Au Chemin néocatéchuménal le Pape rappelle que chaque charisme est pour la communion - Avec le souffle de l'Eglise

2016-03-18 L’Osservatore Romano

Lorsque l'on vit le charisme comme grâce de Dieu pour faire grandir la communion, « l'on respire dans l'Eglise et avec l'Eglise ». C'est ce qu'a rappelé François aux membres du chemin néocatéchuménal reçus dans la matinée du 18 mars.

Près de sept mille personnes ont participé à l'audience papale dans la salle Paul V. C'est à travers le geste de la remise du crucifix, que le Souverain Pontife a envoyé en mission trois cents familles, qui donneront vie à cinquante six nouvelles missio ad gentes dans trente pays des cinq continents.

« Je vous remercie, en mon nom, mais aussi au nom de toute l'Eglise – a dit François en s'adressant aux missionnaires sur le point de départ – pour ce geste d'aller, d'aller vers l'inconnu et aussi de souffrir. Parce que vous trouverez la souffrance, mais vous trouverez aussi la joie de la gloire de Dieu, la gloire qui est sur la croix ».

Dans son discours le Pape a confié au chemin trois mots clés en vue de la mission : unité, gloire, monde. Et en rappelant que la dernière prière de Jésus avant sa passion a été pour la communion de l'Eglise , il a mis en garde face à la tentation de se sentir « bons, voire même meilleurs que les autres », alimentant ainsi les jugements, les fermetures, les divisions. « Chaque charisme est une grâce de Dieu pour faire grandir la communion » a-t-il rappelé. . Mais a-t-il ajouté, « le charisme peut se détériorer lorsque l'on se ferme, ou l'on se vante, lorsque l'on veut se distinguer des autres ».

D'où l'invitation à le protéger en suivant la « voie maîtresse » de l' « unité humble et obéissante ». L'Eglise – a-t-il expliqué – « n'est pas un instrument pour nous », ni « une organisation qui recherche des membres, ou un groupe qui va de l'avant en suivant la logique de ses idées». Elle est plutôt « une mère qui transmet la vie reçue de Jésus » ; et « cette fécondité s'exprime à travers le ministère et la conduite des pasteurs ».

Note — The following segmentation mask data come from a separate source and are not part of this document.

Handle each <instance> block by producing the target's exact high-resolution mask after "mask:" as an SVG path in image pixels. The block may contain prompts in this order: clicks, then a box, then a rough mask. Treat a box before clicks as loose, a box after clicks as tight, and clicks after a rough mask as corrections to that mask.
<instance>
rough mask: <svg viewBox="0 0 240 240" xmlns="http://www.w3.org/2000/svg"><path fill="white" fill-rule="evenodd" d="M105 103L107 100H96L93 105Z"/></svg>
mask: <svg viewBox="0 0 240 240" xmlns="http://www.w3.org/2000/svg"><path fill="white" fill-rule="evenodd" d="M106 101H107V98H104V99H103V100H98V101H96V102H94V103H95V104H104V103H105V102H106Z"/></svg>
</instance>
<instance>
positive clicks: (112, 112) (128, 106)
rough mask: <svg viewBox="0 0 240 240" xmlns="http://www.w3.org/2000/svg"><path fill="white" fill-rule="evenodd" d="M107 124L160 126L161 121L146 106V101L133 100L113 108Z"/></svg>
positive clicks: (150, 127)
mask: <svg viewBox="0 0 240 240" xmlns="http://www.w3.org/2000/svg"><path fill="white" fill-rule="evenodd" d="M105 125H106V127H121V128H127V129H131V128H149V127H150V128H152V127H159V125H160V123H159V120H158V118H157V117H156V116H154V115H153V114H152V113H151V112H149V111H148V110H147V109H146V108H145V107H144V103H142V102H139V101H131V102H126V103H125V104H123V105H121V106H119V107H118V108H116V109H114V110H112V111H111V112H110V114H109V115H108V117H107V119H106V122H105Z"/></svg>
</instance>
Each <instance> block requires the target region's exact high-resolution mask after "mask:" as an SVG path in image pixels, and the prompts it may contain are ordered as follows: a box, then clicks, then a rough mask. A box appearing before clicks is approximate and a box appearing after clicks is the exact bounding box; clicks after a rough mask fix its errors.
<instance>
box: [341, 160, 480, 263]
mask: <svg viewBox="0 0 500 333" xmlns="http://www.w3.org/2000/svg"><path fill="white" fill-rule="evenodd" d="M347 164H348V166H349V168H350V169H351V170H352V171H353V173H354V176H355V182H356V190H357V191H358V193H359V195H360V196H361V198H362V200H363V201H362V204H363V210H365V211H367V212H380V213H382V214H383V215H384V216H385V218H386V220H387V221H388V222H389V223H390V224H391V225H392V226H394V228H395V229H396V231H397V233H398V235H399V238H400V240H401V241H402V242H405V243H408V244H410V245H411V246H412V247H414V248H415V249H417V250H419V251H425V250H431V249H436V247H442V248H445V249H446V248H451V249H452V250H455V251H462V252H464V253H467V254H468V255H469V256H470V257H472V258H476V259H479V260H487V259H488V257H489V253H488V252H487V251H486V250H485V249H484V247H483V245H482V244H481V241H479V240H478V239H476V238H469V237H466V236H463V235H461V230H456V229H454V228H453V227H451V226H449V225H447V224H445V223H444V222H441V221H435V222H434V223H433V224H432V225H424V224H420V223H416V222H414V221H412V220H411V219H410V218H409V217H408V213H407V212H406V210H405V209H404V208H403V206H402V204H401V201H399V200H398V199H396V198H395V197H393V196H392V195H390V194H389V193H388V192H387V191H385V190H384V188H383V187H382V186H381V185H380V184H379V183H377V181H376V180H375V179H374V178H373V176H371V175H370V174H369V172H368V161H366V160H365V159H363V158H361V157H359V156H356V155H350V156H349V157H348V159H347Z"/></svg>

Le Pape a ensuite invité à fuir la «gloire du monde», qui «se manifeste lorsqu'on est importants, admirés, quand on possède des biens et du succès». La véritable gloire, en revanche, «se révèle sur la croix: c'est l'amour, qui resplendit là et qui se diffuse». Il s'agit d'«une gloire paradoxale: sans bruit, sans gains et sans applaudissements»; mais «seule cette gloire rend l'Evangile fécond».

Pour finir, François a rappelé que «Dieu n'est pas attiré par la mondanité, au contraire, il la déteste; mais il aime le monde qu'il a créé, et il aime ses fils dans le monde». Et en s'adressant aux missionnaires, il a conclu: «La vie ne sera pas facile pour vous dans des pays lointains, dans d'autres cultures, elle ne sera pas facile. Mais c'est votre mission. Et vous faites cela par amour, par amour pour notre mère l'Eglise, pour l'unité de cette mère féconde; vous le faites pour que l'Eglise soit mère et féconde».